For builders / product teams:

  • Give your team tokens and permission to experiment early; optimize costs later only if the idea scales.
  • Prioritize exposing the model to useful tools instead of heavy pre-curated workflows.
  • Release early (research preview) to learn about real-world behavior and safety issues.
  • Look for “latent demand” to expand product form factors: bring the product to where users already work (terminal, IDE, Slack, desktop app, mobile).

For Cloud Code / Cowork users (Boris’s pro tips):

  • Use the most capable model available (Boris: Opus 4.6 when recording).
  • Enable “plan mode” often: have the agent outline the plan before executing (reduces iteration).
  • Try different interfaces (terminal, desktop app, mobile, Slack, Chrome extension) to fit your workflow.
  • Point an agent at a Slack feedback thread or issue feed—let it propose PRs and fixes; rapid response drives more feedback and adoption.
  • Run multiple agents in parallel for different tasks (project management, bug triage, automation).

Safety & alignment approach (how Anthropic thinks about risk)

  • Three-layer approach:
    1. Mechanistic interpretability — peek “inside” models (neuronal activations, circuits) to understand internal representations and planning.
    2. Evals — laboratory-style tests across scenarios to quantify behavior.
    3. Real-world testing — controlled releases / research previews to observe agent behavior in practical contexts.
  • Anthropic open-sources safety tooling like sandbox environments to constrain agent access and encourage a “race to the top.”
  • Continuous feedback loop: findings from production feed back into model and product improvements.

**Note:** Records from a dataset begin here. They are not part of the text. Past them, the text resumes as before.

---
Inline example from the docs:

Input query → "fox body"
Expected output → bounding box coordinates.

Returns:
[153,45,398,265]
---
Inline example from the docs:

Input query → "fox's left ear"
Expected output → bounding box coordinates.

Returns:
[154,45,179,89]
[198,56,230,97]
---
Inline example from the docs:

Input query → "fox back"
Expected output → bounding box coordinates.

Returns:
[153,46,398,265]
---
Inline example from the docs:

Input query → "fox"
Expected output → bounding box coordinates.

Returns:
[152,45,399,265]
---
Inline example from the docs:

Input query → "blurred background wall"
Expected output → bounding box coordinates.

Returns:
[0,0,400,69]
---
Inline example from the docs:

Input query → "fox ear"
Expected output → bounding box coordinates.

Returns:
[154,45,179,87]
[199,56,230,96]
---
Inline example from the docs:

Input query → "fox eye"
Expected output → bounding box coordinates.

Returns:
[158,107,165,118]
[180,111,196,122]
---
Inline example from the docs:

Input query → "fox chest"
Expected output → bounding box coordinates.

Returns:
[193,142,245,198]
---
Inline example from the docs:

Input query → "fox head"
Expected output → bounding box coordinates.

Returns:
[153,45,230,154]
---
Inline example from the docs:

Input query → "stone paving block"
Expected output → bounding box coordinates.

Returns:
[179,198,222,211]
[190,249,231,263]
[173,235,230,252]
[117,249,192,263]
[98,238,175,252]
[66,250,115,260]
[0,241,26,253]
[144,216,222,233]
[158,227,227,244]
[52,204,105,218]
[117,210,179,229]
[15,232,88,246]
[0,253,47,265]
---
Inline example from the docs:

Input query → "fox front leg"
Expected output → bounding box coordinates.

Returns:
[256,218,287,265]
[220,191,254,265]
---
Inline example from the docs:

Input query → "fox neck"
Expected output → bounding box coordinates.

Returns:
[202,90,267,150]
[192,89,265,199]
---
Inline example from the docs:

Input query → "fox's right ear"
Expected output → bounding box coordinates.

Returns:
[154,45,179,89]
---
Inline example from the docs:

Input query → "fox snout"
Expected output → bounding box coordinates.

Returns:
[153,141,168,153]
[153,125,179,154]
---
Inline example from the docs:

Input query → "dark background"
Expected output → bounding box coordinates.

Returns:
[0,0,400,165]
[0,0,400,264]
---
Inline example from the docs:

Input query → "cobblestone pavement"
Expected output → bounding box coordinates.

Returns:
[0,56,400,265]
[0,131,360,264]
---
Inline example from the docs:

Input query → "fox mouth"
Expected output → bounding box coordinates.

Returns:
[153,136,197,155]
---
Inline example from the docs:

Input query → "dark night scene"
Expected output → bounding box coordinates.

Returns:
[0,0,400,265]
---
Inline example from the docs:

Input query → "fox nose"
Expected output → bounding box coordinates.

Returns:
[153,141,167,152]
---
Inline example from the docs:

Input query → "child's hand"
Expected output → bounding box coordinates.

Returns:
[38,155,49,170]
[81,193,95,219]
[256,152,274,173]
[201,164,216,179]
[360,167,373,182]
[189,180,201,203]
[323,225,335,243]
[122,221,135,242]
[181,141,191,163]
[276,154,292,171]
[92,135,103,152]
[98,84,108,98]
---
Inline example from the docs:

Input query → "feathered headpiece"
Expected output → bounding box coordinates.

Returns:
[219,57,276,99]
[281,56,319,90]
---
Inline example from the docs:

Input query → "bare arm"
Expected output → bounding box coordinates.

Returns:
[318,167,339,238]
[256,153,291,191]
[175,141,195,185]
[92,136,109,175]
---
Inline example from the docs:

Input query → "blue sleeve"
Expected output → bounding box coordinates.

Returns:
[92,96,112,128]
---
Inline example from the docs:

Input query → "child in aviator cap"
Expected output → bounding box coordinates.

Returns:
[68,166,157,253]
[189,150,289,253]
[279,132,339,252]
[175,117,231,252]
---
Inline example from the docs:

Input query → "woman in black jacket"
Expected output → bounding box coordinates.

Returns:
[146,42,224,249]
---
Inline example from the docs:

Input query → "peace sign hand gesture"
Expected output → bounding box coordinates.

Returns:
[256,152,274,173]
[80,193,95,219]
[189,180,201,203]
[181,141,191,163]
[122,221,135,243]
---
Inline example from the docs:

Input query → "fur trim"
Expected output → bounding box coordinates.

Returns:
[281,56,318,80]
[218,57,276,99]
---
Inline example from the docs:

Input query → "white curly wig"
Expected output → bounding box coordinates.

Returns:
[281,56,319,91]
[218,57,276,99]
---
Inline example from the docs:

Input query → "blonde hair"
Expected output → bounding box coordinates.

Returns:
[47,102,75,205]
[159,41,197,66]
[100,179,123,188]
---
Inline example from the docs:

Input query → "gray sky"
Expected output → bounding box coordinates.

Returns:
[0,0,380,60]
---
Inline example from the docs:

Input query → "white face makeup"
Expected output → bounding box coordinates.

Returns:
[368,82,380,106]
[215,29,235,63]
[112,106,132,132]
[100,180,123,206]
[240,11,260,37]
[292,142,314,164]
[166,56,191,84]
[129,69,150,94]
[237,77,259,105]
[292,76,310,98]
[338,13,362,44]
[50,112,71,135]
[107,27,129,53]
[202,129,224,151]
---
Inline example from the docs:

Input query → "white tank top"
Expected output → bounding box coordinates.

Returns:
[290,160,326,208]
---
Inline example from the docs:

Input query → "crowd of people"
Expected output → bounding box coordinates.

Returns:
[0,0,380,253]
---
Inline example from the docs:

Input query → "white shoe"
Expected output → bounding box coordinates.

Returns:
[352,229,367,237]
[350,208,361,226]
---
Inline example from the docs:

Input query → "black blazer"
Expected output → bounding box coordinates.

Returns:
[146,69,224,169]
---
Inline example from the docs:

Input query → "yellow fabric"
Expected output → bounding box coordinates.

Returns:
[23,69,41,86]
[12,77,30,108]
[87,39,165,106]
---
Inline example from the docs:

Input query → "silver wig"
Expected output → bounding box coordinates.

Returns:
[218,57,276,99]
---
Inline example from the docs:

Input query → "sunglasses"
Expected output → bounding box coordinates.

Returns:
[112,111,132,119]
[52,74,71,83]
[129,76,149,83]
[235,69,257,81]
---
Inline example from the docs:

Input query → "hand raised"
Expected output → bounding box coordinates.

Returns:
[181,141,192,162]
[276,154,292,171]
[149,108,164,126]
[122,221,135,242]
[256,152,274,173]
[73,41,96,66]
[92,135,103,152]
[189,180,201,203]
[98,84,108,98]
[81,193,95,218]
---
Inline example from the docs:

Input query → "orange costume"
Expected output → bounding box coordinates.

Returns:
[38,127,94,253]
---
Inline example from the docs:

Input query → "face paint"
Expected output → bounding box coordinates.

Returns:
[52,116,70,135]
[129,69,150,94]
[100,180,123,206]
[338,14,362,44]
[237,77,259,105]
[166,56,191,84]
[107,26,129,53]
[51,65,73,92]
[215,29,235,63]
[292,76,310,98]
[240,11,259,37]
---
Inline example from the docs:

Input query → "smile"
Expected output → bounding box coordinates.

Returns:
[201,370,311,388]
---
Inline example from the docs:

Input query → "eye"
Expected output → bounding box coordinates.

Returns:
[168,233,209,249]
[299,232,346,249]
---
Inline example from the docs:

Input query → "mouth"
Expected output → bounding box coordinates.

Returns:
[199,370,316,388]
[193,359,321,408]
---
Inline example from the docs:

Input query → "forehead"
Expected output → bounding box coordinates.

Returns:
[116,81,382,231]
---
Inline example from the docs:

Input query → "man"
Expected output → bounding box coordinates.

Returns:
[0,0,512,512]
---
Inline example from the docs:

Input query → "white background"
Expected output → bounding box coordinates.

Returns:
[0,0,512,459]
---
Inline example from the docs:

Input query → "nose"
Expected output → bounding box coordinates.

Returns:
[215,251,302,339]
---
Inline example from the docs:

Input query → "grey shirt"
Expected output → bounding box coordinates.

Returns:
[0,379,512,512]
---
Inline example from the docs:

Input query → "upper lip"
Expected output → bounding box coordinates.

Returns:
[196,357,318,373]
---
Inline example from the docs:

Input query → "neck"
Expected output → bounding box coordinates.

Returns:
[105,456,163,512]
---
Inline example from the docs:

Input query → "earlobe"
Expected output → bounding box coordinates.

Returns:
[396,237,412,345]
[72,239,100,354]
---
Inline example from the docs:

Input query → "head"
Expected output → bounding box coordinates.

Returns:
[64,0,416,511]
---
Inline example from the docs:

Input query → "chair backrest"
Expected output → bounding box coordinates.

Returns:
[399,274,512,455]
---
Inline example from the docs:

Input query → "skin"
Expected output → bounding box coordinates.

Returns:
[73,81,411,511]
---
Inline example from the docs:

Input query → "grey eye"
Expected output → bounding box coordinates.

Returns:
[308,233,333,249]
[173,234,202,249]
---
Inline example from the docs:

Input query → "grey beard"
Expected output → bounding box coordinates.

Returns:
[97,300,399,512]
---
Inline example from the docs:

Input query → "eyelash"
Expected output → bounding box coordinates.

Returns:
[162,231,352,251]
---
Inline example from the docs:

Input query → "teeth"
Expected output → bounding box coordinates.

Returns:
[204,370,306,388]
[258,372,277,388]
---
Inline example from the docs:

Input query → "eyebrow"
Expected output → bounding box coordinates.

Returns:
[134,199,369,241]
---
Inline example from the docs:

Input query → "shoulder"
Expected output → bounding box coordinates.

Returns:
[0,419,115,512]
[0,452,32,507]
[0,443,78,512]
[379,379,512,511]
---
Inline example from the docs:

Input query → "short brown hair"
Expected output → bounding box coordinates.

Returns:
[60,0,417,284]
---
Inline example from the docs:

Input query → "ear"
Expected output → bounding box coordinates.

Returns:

Implications for jobs, careers and organizations

  • Short/medium term: coding for many practical tasks is becoming automated. Engineers’ workflows shift toward supervision, architecture, product thinking and safety.
  • Longer term: roles will blur—more “builders,” more product-minded people who also can code via agents. Product managers, designers, data scientists and many knowledge workers will be impacted as agents handle tool-based work.
  • Career advice Boris offers:
    • Experiment constantly with agent tools and become AI-native.
    • Grow as a generalist who crosses disciplines (product ↔ engineering ↔ design ↔ business).
    • Focus on higher-level thinking (what to build, user understanding, system design) rather than low-level implementation.

Notable quotes

  • “100% of my code is written by Cloud Code. I have not edited a single line by hand since November.”
  • “Coding is largely solved.”
  • “The model is starting to come up with ideas… a little more like a coworker.”
  • “Latent demand is the single most important principle in product.”
  • “Don’t try to box the model in.”
  • “Bet on the more general model.”

Actionable next steps (for listeners)

  • If you’re a builder: prototype with agents, expose the model to tools, and ship early to find latent demand. Give engineers tokens to experiment.
  • If you’re an engineer / PM / designer: try an agent in your workflow (code tab, cowork, Chrome extension). Start with plan mode and the best model available.
  • If you’re a leader: rethink roles and hiring (favor curiosity and cross-disciplinary skills), invest in observability/safety, and plan for rapid model-driven productivity changes.

Additional resources Boris recommends

  • Technical / reading:
    • Functional Programming in Scala (technical taste/best technical book he recommends)
    • Accelerando (by Charles Stross) — fast-paced sci‑fi relevant to exponential change
    • Wandering Earth (collection) — Chinese sci‑fi perspective (Si Xin Liu)
  • Podcasts/products he likes: Acquired podcast; Cowork (Anthropic product) and Cloud Code (QuadCode).
  • Where to follow Boris: Twitter / X or Threads (he asks listeners to send bugs/feature requests there).

If you want a concise checklist to act on from this episode: 1) try an agent on a real low-value task (emails, PM reminders), 2) give one engineer tokens and a week to prototype, 3) measure impact and iterate based on user feedback (latent demand), and 4) instrument safety/evals before broader rollout.